The authors note a range of challenges from drug and insecticide resistance to difficulties preventing severe disease and death in the most remote areas to fragile and insufficient funding. These must be addressed to sustain progress.

The latest malaria report will help policymakers and community leaders better understand the extent of the problem that faces their countries.

“Unlike in previous reports, this latest malaria report used a new way of calculating deaths attributable to childhood illnesses, thereby assigning a much higher percentage to malaria than in previous years,” Monroe says. “This means the numbers are higher but also more accurate.”

In the revised approach, the proportion of childhood deaths attributable to malaria was 7.8 percent, up from previous estimates of 4.8 percent (children under 5 are at the greatest risk for becoming ill). The revised approach revealed that there had been a higher number of estimated deaths between 2000 and 2020 than previously recognized. The revisions also suggest that a higher number of cases (totaling 1.7 billion) and deaths (10.6 million) had been averted in the same period.

Beyond the methodological change, there were 69,000 extra deaths reported in 2020 relative to 2019, two-thirds of which were attributed to COVID-related disruptions from mosquito net distribution to delays in testing and treatment, according to the report.

The report also noted that just 11 countries account for 70 percent of the malaria disease burden today, with 47 countries reporting under 10,000 cases a year.

Monroe says that the malaria community has become siloed and echoed sentiments shared during the expert discussion: “We need to be more open-minded,” she says. “We need to be problem solvers.”

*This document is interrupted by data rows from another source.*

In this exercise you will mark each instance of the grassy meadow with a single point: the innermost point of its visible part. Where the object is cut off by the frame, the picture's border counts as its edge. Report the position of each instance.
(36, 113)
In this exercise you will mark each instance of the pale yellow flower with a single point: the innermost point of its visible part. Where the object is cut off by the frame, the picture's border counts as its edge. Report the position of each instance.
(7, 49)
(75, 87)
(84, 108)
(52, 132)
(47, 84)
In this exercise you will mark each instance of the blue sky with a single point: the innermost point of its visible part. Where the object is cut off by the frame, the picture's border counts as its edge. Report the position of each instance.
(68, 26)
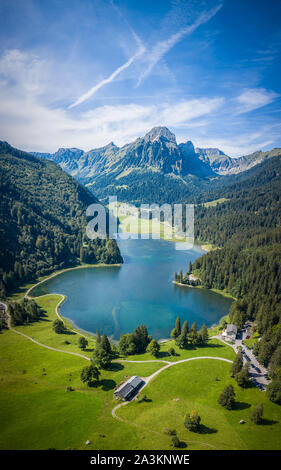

Monroe and her colleagues highlight several opportunities to positively shape the future of malaria control. The COVID-19 pandemic has shown the world how much resource mobilization can be accomplished when a disease is viewed as a global threat, Monroe says.

At the same time, there are new tools available or in the pipeline, including the RTS,S malaria vaccine which was approved for widespread use in 2021.

Most importantly, there is an opportunity to move toward country-led, unified visions and funding strategies, Monroe says. This includes ensuring evidence-based decisions and basing those decisions on what is needed in each individual context.

“We need to break those attitudes, the lack of empowerment to countries, that lack of evidence-based decision making – only then will we be able to make progress,” said Pedro Alonso, director of the Global Malaria Programme (GMP) at WHO.